Silence

I spend all the time not saying anything.

Locking everything inside, when I just want to scream.

I want to talk to be honest. I want it so desperately, but I keep failing.

It's easier to stay quiet, it's harder to speak.

Just out of habit, it's my way to protect myself.

I know it's only hurting me.

The thing inside of me should stay there.

Everything hidden away so no one can see it.

Take what truths you will and what lies are told.

See if it causes a difference for the sights you behold.

Silence listens to all and is when there is nothing to say.

The truth is hidden in the silence that doesn't tell a soul.

The things spoken are understated and help you dig a hole.

Barry yourself deeper in the ground, you stay quite till you burst.

To explode your guts and expose the thoughts hidden inside.

What will happen if I was exposed?

The fear of what other things they oppose.

The silence protects fake friendships and relationships you want to end.

When your almost 18 but aren't so you have to be nice to your abusive parents.

It protects you from rash decisions and rude but true comments.

Silence is the answer to not explaining your real thoughts and feelings.
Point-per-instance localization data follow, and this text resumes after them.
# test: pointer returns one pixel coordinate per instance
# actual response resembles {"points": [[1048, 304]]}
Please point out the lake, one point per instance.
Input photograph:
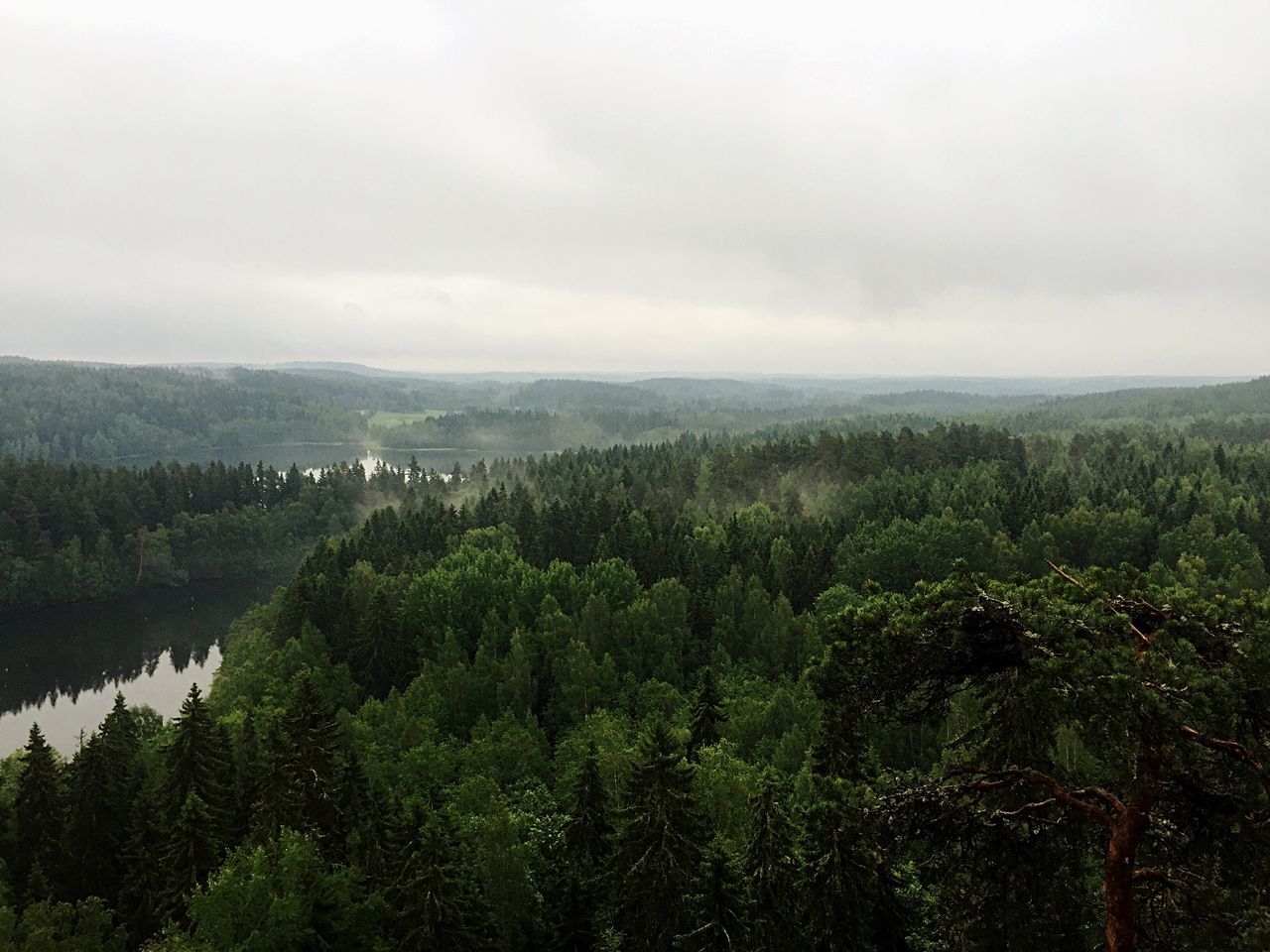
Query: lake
{"points": [[314, 456], [60, 666]]}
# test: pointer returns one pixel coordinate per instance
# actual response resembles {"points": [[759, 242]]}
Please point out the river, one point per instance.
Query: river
{"points": [[60, 666]]}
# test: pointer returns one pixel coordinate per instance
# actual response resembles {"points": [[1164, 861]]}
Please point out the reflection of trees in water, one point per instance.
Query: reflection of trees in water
{"points": [[66, 651]]}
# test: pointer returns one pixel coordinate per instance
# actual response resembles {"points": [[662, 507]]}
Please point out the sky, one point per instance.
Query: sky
{"points": [[901, 188]]}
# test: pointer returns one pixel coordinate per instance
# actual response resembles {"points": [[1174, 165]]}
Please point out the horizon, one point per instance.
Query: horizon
{"points": [[1060, 189]]}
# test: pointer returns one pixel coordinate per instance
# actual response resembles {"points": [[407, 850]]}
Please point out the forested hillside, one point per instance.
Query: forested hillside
{"points": [[867, 690], [73, 531]]}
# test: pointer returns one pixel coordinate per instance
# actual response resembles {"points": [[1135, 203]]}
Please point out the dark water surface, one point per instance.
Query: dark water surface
{"points": [[60, 666]]}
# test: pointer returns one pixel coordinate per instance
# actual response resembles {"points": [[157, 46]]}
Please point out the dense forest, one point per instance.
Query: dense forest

Not showing what your brain is realling.

The truth that is rude and no one wants to be told.

What no one would ever want to mold.

Confusion and misunderstandings left unsaid.
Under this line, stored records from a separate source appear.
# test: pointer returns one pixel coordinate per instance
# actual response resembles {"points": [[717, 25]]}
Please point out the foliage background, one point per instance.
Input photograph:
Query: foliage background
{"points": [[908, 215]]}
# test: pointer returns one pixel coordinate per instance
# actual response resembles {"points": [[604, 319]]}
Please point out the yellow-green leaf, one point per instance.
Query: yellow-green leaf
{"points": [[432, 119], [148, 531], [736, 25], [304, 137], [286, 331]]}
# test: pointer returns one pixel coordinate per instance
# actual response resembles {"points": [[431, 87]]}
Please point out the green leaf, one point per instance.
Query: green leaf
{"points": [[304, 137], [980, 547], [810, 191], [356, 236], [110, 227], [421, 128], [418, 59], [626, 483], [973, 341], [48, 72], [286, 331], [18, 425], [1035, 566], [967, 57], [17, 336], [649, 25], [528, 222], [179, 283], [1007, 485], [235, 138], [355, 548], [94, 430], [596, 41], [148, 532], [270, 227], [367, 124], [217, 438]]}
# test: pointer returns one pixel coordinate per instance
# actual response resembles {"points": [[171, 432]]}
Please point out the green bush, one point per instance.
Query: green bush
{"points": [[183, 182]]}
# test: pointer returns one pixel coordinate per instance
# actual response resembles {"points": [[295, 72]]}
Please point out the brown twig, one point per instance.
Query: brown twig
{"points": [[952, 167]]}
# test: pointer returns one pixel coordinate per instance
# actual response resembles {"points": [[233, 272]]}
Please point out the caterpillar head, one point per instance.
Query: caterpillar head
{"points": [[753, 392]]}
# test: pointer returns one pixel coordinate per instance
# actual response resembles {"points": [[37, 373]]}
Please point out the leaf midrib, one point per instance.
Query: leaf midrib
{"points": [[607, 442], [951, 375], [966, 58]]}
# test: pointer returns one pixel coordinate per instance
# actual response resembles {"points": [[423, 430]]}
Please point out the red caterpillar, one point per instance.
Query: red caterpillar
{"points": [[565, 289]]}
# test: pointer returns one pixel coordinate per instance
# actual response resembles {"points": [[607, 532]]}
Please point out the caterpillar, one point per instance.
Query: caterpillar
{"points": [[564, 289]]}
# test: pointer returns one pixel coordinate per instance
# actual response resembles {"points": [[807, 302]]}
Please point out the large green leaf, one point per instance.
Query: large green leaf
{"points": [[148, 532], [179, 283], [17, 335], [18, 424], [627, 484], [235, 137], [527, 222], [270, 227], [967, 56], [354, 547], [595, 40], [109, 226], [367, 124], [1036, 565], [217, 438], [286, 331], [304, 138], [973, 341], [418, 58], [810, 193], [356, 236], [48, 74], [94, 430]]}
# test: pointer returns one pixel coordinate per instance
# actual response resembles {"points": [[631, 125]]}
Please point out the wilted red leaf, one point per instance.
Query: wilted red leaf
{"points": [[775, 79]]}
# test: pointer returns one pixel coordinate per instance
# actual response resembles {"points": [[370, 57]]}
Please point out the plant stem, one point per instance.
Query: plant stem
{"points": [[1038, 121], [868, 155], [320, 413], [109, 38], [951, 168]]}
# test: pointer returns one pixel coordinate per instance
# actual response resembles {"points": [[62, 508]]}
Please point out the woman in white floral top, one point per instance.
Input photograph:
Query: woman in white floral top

Mistakes thought but never said and left untold until dead.

Silence is all that is left of the dead.

All that is written and what the couldn't say.

So all of the times they just said I'm okay.
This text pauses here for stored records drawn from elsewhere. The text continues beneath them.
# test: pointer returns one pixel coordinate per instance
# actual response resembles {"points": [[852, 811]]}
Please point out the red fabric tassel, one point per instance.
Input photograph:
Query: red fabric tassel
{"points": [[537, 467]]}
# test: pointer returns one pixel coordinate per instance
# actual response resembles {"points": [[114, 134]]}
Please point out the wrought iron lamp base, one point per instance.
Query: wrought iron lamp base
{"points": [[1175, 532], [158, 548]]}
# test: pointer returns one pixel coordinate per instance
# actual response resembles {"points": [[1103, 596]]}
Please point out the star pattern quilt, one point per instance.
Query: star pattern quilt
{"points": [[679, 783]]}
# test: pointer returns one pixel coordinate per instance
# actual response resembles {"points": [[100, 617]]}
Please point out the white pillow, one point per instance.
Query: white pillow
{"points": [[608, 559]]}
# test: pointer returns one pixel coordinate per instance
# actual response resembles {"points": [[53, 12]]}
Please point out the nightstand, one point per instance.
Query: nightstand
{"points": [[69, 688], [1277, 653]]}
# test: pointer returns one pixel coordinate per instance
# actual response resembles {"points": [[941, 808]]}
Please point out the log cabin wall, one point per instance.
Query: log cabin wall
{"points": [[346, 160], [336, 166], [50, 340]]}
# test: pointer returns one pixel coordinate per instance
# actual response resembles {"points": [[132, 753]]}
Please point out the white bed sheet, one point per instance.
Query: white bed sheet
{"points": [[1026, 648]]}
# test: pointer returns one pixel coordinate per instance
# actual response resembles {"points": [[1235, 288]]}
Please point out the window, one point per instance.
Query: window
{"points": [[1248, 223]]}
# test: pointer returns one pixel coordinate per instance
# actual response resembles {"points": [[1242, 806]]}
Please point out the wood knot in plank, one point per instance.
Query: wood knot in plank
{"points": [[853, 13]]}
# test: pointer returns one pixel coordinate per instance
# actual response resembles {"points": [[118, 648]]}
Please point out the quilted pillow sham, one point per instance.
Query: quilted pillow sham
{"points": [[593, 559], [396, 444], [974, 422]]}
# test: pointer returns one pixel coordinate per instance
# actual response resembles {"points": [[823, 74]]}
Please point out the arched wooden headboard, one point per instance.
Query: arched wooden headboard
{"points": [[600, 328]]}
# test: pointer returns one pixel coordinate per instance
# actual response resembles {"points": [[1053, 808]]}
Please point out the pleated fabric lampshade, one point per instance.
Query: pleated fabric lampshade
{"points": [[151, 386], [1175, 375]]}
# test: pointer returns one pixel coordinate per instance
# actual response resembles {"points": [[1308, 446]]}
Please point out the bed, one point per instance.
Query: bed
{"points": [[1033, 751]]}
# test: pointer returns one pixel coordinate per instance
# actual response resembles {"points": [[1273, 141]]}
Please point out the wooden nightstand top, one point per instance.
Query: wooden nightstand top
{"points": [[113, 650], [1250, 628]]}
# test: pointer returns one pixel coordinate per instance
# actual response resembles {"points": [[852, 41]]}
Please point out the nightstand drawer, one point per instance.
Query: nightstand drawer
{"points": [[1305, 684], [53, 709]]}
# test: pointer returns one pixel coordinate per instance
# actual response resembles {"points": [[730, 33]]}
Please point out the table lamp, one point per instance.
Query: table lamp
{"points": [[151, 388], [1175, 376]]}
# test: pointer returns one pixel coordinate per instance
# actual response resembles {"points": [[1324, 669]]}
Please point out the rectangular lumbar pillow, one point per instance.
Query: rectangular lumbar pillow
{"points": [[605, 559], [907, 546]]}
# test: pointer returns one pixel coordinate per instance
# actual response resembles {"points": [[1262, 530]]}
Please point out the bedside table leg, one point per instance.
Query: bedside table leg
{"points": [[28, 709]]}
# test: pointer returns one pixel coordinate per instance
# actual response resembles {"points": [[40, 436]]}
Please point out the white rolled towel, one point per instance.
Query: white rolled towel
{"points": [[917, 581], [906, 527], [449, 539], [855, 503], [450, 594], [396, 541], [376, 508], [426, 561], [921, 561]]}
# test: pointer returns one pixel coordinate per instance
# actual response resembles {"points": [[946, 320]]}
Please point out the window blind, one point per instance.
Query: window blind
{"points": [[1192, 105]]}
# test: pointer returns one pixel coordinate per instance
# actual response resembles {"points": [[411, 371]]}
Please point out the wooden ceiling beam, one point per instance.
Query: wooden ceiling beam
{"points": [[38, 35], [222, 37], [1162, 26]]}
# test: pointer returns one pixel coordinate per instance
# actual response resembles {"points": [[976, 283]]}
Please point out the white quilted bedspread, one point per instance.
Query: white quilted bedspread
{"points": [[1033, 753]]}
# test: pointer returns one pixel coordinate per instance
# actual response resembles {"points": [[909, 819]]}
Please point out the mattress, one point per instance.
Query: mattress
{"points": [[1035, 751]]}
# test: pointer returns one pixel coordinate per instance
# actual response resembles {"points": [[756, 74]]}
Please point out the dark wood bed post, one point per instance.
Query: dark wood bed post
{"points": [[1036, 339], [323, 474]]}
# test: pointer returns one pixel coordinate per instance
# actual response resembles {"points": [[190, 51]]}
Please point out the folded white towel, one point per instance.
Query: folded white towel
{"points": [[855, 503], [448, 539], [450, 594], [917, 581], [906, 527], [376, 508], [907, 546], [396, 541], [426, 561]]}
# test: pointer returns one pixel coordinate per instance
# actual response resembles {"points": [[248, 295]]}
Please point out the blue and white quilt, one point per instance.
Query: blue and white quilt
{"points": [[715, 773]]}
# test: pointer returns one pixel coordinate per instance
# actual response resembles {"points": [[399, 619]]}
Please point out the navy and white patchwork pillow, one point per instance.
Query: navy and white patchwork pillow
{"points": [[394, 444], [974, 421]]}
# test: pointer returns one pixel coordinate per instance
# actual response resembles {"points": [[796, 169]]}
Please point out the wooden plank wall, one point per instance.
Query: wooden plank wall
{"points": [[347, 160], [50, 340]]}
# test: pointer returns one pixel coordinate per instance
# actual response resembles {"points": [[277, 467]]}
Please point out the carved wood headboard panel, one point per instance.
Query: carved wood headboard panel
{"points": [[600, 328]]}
Some hate the silence and others thrive off of it.

I feel like it's the only way I ever survived.

It protects me from those around me and those who could hurt me.

It is harmful for those who could help me.

They can't do their jobs, cause I won't tell them what they need to know.

I won't let my emotions show.

When I try to get help because I can't help myself.

Then my silence makes it so no one else can help.

Buried deep inside and lots of places to hide.

You will never find me though you look everywhere inside.

Under the stair cause I will be.

Waiting for you to find me.

Silence is the way.

That is why I will never say.

What I would really like to say.

There is no way, you can save me.

Silence will encage me for eternity.

The end is near and the silence will protect your belief in my sanity.

Now silence has been faithful.

Silence truthful and trustworthy.

Silence is a curse and a blessing for those who love it.

The silent are wise and are the unknown.

The silent don't turn into stone.

There is the secrets unsold given out to no one.

No one to question or challenge the old.